Bei Wohnraummietverträgen ist die Schriftform erforderlich. Ein Eigentümerwechsel führt nicht zur Beendigung des Mietverhältnisses; vielmehr tritt der neue Eigentümer als Vermieter in das Mietverhältnis ein.


Mietgebrauch

Untervermietung ist ohne Erlaubnis des Vermieters grundsätzlich nicht gestattet.


Räumungsfrist

Das Landgericht Gießen hat in seinem Beschluss vom 14.11.1999 – 1 T 10/99 – Folgendes ausgeführt: Die Schuldnerin ist durch das am 31.07.1998 verkündete Urteil des Amtsgerichts Gießen zur Räumung der von ihr innegehaltenen Mietwohnung verurteilt worden. Ihre Berufung hatte keinen Erfolg. In dem am 23.12.1998 verkündeten Urteil der Kammer wurde ihr eine Räumungsfrist bis zum 31.01.1999 bewilligt.

Der Gewährung einer längeren Frist stand die Schwere der Pflichtverletzung der Schuldnerin entgegen. Mit dem am 12.01.1999 bei dem Amtsgericht – Vollstreckungsgericht – eingegangenen Antrag begehrt die Schuldnerin Vollstreckungsschutz durch Gewährung einer Räumungsfrist von drei Monaten. Zur Begründung wird im Wesentlichen angeführt, dass sie binnen drei 1/2 Wochen keine Ersatzwohnung finden könne. Das Amtsgericht hat die Gewährung einer Räumungsfrist durch Beschluss vom 14.01.1999 – auf den Bezug genommen wird (Bl. 6/7 d. A.) – versagt. Die dagegen eingelegte sofortige Beschwerde ist zulässig, hat aber in der Sache keinen Erfolg. Das Amtsgericht hat der Schuldnerin zu Recht Vollstreckungsschutz nach § 765a ZPO verweigert.

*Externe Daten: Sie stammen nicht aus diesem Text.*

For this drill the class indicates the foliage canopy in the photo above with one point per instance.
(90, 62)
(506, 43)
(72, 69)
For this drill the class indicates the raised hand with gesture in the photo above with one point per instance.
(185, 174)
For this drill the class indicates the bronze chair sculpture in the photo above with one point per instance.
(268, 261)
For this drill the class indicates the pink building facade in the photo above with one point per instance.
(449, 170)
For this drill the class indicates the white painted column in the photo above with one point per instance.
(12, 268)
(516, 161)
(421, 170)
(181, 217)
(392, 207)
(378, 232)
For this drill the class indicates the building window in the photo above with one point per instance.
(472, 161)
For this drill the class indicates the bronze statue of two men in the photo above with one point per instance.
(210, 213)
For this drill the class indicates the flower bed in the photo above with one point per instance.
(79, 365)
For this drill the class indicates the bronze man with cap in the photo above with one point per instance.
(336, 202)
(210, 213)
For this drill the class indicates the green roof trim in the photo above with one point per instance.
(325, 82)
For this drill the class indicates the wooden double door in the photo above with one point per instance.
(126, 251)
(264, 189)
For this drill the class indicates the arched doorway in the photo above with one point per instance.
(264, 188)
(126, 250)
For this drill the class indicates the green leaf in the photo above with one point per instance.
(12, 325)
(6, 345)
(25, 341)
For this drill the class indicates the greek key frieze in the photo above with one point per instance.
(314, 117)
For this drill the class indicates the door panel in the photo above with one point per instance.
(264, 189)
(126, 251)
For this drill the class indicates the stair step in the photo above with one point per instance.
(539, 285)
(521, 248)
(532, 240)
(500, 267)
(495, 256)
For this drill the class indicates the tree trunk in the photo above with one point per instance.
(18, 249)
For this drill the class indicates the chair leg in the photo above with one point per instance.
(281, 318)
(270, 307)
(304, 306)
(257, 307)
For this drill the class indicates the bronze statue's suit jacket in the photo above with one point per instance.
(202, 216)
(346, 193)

Es sind keine Gründe dafür vorgetragen, dass eine Zwangsvollstreckung eine unangemessene Härte bedeuten könnte. Abgesehen davon, dass die anwaltlich beratene Schuldnerin es versäumt hat, einen Antrag auf Verlängerung der Räumungsfrist bei dem Prozessgericht erster Instanz zu stellen (§ 721 Abs. 3 ZPO), sind besondere Umstände für ihre Schutzbedürftigkeit nicht vorgetragen worden. Nach Abschluss des Berufungsverfahrens wird wieder das Gericht erster Instanz zuständig, das auch über die vom Berufungsgericht gewährte Räumungsfrist entscheiden kann (Lammel, Wohnraummietrecht, § 721 ZPO, Rn. 43).

Insoweit ist die Schuldnerin untätig geblieben. Räumungsschutz nach § 765a ZPO ist aber nur zuzubilligen, wenn die Voraussetzungen für den Antrag nach § 721 ZPO so spät eingetreten sind, dass die Antragsfrist nicht eingehalten werden kann (Zöller-Stöber, 19. Aufl., § 765a ZPO, Rn. 13). Hinzu kommt, dass die Schuldnerin sich seit der Entscheidung erster Instanz – also über einen Zeitraum von über fünf Monaten – in keiner Weise um Ersatzwohnraum gekümmert hat.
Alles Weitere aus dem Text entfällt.